Of course, there’s the typical stuff I disagree with in the talk, your typical appeals to standards like the Malcolm Baldridge award, and this idea that it’s the government’s business to reward companies that comply to some sort of standard for performance improvement.
Yet in this case, I think the things that we agree on are more interesting — or at least worth talking about.
Two points stood out for me, in the second and third video.
In the second video, J.J. claims that in order to have trust, organizations must have aligned values. He goes on to say that Tata will walk away from a bad deal.
In the third, he claims that companies have a sort of obligation to contribute to the communities in which they operate. To use his analogy, you can’t have a tree sprouting up in a desert — so Tata needs to go give back some financial capital periodically. According to J.J., every time they have done this, it has paid dividends. (For example, helping to fund a local school, thus making the pool of qualified applicants larger, making it easier to hire and, since you have the people faster, easier to get things done. That’s my words, not his.)
I happen to agree with both of these. Back home in West Michigan, we have a company named Bissel that makes vaccum cleaners. A few years ago, they decided that, in order to survive, they needed to sell the plants, lay off the line workers, and move manufacturing to Mexico. It is … sad.
It’s easy to be critical of Bissel, but let’s face it — Bissel lasted ten years longer than General Motors did in Flint, and twenty years longer than most of the American Textile Industry.
I can understand having to make tough decisions like that, and I don’t mean to minimize it.
They tried.
But I keep thinking about that tree trying to grow in the desert.
Something’s happening in the American Economy.

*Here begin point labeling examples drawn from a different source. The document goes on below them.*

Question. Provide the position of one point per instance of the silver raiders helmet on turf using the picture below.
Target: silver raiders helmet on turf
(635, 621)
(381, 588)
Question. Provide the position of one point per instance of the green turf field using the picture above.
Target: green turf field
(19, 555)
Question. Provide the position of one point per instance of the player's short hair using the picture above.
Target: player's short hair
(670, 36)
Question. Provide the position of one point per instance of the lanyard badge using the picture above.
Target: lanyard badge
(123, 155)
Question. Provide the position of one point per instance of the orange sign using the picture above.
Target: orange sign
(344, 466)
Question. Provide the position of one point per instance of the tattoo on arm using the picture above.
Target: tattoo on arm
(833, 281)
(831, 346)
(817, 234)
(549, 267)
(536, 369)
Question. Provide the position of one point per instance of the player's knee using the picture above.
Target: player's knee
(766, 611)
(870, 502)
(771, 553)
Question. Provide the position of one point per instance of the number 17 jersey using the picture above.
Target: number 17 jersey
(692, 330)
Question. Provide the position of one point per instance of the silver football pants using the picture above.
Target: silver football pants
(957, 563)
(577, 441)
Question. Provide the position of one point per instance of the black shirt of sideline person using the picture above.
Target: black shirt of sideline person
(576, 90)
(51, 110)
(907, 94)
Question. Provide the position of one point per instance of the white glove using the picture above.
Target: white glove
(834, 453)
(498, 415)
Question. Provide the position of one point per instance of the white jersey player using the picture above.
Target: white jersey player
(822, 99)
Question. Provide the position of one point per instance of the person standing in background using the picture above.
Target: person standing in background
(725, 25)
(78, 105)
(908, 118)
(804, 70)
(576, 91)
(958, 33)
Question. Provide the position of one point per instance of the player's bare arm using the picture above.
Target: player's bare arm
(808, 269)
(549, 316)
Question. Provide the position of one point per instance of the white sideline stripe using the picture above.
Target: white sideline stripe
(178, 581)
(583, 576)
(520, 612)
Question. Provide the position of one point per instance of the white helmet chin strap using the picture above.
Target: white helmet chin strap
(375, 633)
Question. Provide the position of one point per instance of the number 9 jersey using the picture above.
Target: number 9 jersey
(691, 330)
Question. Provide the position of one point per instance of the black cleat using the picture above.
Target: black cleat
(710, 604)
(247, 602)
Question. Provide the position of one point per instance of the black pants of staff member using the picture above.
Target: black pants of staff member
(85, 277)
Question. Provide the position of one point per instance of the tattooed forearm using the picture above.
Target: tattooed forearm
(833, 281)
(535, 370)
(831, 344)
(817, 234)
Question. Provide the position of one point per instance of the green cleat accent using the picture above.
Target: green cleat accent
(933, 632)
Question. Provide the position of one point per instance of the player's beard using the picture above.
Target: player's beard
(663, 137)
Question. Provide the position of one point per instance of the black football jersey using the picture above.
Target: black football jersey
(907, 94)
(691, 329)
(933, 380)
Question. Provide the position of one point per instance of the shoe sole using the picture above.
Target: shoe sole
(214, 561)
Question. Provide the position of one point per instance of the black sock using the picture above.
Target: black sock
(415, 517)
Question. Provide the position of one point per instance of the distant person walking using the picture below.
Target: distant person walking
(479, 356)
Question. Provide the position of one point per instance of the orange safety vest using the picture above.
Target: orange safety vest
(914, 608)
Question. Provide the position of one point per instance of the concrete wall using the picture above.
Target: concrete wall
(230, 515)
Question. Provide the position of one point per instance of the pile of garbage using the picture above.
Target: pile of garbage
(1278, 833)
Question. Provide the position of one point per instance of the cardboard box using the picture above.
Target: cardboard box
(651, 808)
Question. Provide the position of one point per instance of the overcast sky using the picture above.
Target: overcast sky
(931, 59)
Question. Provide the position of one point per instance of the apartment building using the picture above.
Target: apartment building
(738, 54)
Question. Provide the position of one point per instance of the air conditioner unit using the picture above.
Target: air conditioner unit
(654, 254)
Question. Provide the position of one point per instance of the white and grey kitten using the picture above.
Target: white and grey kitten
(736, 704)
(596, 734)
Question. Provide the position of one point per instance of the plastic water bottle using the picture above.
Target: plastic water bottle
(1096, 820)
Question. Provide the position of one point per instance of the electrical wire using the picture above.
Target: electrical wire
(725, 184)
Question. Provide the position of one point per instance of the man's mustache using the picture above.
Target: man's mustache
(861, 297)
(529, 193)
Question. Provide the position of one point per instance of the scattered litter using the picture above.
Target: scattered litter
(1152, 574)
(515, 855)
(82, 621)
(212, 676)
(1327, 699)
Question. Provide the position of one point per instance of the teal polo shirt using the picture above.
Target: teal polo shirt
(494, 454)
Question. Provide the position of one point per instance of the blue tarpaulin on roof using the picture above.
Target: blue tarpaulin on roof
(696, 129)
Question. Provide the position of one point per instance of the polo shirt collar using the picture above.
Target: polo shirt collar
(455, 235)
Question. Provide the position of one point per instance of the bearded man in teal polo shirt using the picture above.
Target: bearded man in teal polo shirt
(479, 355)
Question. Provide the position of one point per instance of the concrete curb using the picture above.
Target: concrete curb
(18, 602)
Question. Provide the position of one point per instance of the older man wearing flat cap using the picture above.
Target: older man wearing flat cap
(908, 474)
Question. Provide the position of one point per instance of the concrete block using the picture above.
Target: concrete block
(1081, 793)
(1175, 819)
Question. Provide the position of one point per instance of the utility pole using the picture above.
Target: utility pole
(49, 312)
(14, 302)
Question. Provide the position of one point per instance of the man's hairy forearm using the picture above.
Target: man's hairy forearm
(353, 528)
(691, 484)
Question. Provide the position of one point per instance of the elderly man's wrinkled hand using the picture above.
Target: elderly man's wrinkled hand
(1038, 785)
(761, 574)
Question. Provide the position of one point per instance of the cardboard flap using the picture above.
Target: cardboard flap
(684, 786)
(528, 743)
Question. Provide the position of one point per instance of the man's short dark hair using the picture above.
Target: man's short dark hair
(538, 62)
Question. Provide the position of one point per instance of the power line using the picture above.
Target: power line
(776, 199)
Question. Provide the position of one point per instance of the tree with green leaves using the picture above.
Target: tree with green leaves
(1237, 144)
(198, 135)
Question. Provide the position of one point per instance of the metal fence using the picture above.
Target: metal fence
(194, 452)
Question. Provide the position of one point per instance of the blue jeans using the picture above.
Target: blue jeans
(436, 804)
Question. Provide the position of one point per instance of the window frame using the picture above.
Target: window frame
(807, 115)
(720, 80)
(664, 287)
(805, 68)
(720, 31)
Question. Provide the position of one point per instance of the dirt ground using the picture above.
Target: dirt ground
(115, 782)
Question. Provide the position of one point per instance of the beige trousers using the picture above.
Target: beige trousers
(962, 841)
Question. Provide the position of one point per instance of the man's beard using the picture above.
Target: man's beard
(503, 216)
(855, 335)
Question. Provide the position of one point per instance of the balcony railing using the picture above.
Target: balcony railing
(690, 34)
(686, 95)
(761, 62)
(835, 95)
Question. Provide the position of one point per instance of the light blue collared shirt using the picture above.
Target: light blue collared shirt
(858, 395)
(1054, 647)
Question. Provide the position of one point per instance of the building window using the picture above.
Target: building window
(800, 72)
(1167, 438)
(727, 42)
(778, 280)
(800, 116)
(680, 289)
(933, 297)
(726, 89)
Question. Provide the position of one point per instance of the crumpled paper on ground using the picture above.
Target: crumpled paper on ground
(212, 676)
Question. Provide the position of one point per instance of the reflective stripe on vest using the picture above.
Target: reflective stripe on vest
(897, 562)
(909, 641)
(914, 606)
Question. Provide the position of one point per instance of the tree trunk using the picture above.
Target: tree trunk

Something fundamental.
Have you noticed what the economists are saying about a recovery? That it will be twelve to eighteen months, that we’ll have growth, but that it will be slow?
Have you noticed that those are the same things they were saying in 2010?
And 2009?
And 2008, when we had the last “crisis?”
It’s pretty simple math. Companies keep growing through mergers and acquisitions.
Every time you have a merger, the acquiring company now has two IT department, two HR departments, two legal departments, two data centers, two finance departments …
When the company merges the departments, it will find duplication. Remove the duplication, have the sales folks share customer lists, cross-sell products, and, boom, mo’ money.
The only problem is all the laid off people.
This isn’t a cyclical problem. It is a systemic problem.
Getting executives to sit down and talk about trust and long-term consequences might not solve it, but hey, it’s a start.